There are two routes up to Gatbawi and I wanted to do a loop if I could. I managed to take the longer route without many stairs up, and came back down the endless flight of steps which I think most people use to ascend. 


Essentially there's a small flight of stone steps on your right near the beginning of the path, which, if you choose, leads to a narrow track (you can also access this a little further up the main path). About a kilometre up both the wide, main track and this right-hand narrow track you reach Gwanamsa Temple, which was pretty in the cloudy weather. From Gwanamsa the main path on the left hits the steps and there is no let-up until the top. On the right of the temple, the alternative path also climbs but without so many regular steps. There are a couple of forks with signposts; just keep bearing left and climbing and eventually you reach Gatbawi. 

The plateau has an area for praying covered by some lovely colourful lanterns but it was windy and cold, so I didn't hang around long after I'd taken a few pics of the hazy view. Going down the steps was fairly tough going on my knees and it was good to reach the bottom. 

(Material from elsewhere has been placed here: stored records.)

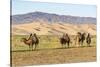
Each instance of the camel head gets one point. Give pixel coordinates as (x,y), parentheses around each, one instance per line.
(23,39)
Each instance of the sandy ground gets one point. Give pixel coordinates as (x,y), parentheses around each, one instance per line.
(54,56)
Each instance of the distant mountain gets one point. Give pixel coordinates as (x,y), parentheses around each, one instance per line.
(50,18)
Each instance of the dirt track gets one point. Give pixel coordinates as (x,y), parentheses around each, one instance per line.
(54,56)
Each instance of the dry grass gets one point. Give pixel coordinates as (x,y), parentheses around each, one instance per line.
(54,56)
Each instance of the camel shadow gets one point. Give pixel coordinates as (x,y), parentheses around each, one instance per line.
(48,49)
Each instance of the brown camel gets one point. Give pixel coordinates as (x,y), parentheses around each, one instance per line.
(65,39)
(80,37)
(32,40)
(88,39)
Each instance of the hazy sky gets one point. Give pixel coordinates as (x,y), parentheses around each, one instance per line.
(22,6)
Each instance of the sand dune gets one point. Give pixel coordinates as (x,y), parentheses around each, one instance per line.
(43,28)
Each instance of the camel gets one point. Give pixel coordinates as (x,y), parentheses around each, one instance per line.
(88,39)
(32,40)
(65,39)
(80,37)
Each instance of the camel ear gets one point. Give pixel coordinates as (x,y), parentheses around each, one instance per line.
(21,40)
(39,37)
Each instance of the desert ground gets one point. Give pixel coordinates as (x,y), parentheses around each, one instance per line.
(50,51)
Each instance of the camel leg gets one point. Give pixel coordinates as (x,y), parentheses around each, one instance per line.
(29,47)
(68,44)
(35,46)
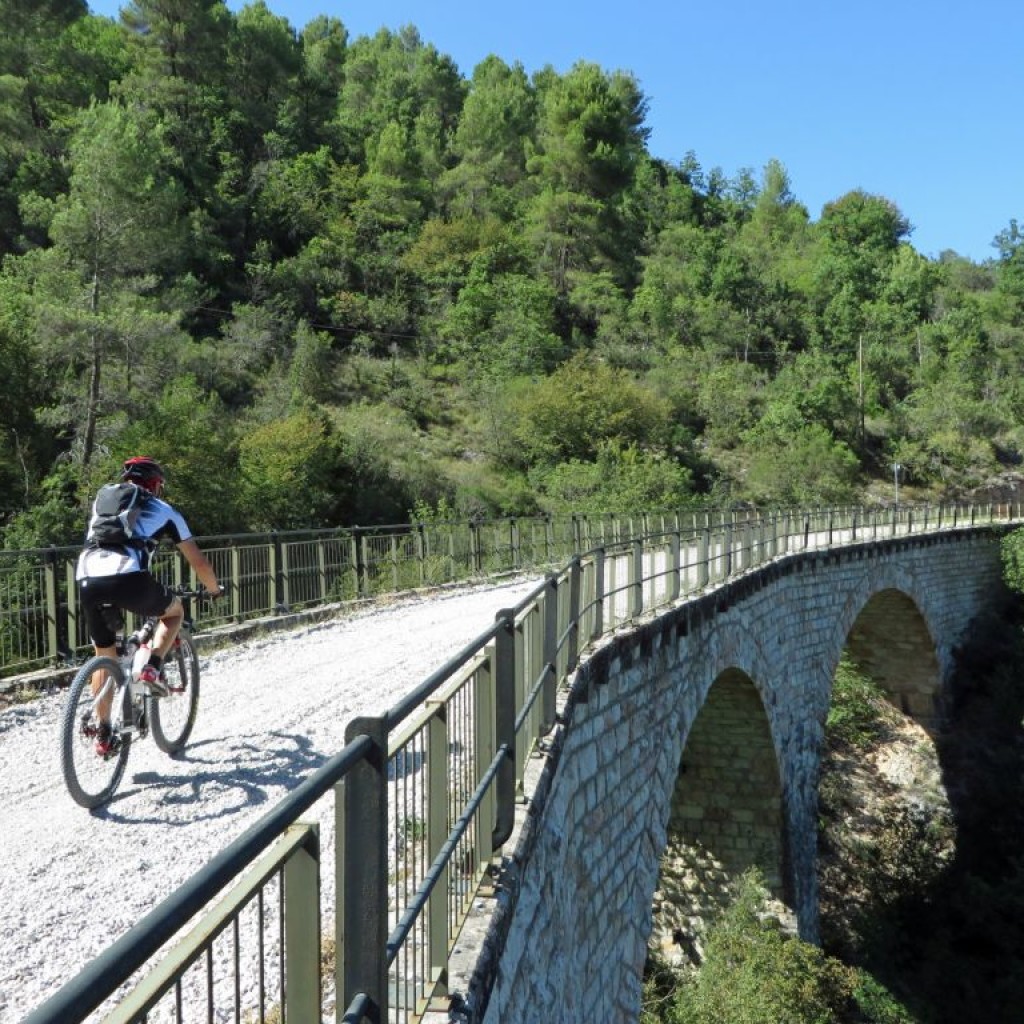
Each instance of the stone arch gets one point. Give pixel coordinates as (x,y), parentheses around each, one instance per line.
(726,814)
(890,641)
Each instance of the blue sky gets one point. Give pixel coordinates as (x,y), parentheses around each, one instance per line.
(919,102)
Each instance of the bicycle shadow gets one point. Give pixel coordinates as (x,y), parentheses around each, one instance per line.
(249,771)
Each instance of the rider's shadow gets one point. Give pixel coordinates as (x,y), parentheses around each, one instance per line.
(250,769)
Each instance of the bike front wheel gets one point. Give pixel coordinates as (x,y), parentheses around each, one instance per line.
(91,776)
(172,717)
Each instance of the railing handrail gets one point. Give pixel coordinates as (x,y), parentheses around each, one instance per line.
(112,969)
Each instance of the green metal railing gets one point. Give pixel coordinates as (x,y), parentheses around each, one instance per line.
(271,573)
(423,797)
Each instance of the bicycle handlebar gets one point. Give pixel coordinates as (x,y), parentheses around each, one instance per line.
(199,593)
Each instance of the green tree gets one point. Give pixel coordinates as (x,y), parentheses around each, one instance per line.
(290,473)
(567,415)
(496,130)
(117,224)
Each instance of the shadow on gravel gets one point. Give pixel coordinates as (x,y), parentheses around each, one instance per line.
(215,788)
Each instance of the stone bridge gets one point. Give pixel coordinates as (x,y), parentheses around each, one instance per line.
(711,719)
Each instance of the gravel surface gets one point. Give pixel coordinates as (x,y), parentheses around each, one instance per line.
(272,710)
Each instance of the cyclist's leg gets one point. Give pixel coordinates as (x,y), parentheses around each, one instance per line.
(168,628)
(96,595)
(151,597)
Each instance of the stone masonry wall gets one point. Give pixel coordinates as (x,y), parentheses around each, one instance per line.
(572,943)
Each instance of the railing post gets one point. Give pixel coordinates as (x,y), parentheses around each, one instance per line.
(636,580)
(276,588)
(361,568)
(302,981)
(72,621)
(573,625)
(514,544)
(421,552)
(675,547)
(361,865)
(505,726)
(550,651)
(52,609)
(237,588)
(485,745)
(437,830)
(704,550)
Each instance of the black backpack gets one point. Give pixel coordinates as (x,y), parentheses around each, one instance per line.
(115,516)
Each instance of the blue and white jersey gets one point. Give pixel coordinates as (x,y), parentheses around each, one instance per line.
(157,520)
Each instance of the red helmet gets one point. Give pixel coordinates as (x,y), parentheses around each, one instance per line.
(144,471)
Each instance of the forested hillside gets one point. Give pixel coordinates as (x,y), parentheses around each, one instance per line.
(332,280)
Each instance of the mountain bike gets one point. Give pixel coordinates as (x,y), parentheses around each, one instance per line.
(92,777)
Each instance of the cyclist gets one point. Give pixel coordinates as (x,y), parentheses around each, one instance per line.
(118,574)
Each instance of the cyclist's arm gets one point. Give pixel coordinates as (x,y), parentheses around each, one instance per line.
(201,564)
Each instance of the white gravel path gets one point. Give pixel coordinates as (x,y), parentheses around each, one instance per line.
(271,711)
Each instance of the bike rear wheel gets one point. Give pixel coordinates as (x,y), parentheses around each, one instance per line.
(172,717)
(91,777)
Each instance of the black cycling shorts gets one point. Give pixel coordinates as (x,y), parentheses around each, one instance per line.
(136,592)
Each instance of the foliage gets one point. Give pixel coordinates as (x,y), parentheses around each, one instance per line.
(303,220)
(619,480)
(858,711)
(1012,549)
(289,470)
(754,974)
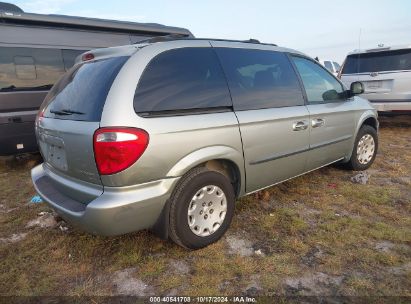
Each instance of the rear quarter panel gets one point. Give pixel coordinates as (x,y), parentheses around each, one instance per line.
(177,143)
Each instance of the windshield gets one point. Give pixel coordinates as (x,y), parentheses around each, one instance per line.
(378,62)
(81,93)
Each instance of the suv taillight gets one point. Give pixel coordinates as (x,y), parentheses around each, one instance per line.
(116,149)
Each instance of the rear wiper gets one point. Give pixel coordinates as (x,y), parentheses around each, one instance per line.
(36,88)
(72,112)
(59,112)
(66,112)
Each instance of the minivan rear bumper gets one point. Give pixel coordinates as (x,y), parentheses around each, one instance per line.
(118,210)
(391,105)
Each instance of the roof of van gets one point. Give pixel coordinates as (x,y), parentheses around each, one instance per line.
(381,49)
(127,50)
(11,14)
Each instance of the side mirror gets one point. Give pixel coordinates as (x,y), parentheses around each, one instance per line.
(356,88)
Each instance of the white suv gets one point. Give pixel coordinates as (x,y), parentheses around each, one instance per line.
(385,73)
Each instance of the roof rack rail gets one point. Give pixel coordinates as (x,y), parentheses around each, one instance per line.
(162,38)
(172,37)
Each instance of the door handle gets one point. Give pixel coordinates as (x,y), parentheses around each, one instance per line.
(316,123)
(300,125)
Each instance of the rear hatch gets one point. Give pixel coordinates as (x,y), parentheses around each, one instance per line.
(69,116)
(385,74)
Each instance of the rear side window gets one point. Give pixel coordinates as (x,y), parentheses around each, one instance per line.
(81,93)
(377,62)
(320,86)
(260,79)
(329,66)
(183,79)
(337,66)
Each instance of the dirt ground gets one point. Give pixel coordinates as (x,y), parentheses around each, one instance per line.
(320,234)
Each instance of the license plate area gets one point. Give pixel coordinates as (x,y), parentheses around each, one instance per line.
(53,150)
(374,84)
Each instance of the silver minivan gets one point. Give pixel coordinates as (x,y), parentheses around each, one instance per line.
(166,134)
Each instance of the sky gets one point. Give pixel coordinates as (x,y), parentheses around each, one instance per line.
(327,29)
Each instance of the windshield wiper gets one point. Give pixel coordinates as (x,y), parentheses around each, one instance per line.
(66,112)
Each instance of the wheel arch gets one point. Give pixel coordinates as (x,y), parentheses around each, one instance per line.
(223,159)
(367,118)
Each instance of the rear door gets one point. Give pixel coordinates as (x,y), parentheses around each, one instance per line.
(273,120)
(70,114)
(332,117)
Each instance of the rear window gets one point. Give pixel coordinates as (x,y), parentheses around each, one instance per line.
(81,93)
(183,80)
(328,65)
(378,62)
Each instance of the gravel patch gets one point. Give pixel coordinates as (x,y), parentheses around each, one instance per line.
(239,246)
(319,284)
(361,178)
(14,238)
(127,285)
(179,267)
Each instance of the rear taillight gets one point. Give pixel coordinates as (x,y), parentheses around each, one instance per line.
(87,57)
(116,149)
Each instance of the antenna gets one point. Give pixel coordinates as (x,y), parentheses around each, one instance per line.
(359,52)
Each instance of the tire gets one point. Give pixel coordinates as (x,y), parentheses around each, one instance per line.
(195,183)
(359,162)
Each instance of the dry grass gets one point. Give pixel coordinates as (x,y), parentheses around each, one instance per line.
(317,223)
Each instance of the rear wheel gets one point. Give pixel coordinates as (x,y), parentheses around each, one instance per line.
(201,208)
(365,149)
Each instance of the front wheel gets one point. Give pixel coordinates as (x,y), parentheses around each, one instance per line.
(365,149)
(201,208)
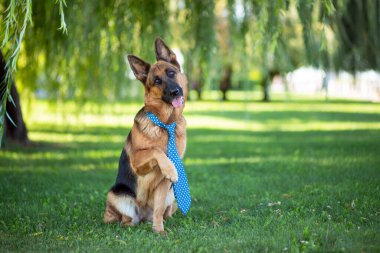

Instead of going back to Daegu I changed buses, to the express #1 (it is red, to distinguish it from the non-express #1 which I tried to get on by mistake) and went up to Donghwasa Temple via a restaurant for a bowl of bibimbap. By the time I got there it was pouring with rain so I didn't spend as long wandering the grounds as I otherwise might have done. Donghwasa is very much a living temple, with monks wandering around and a bunch of old ladies sorting fruit for offerings in the main prayer hall, and it would have been nice to sit and contemplate the peace. Instead I braved the deluge and the wind to see the giant Buddha statue and the various buildings and then got out of there, heading back to the guesthouse for a warm shower as the rain hammered on the roof. 


It was a pretty good couple of days, completely different from three hard weeks of work, and a good way to start my little trip around Korea before heading home.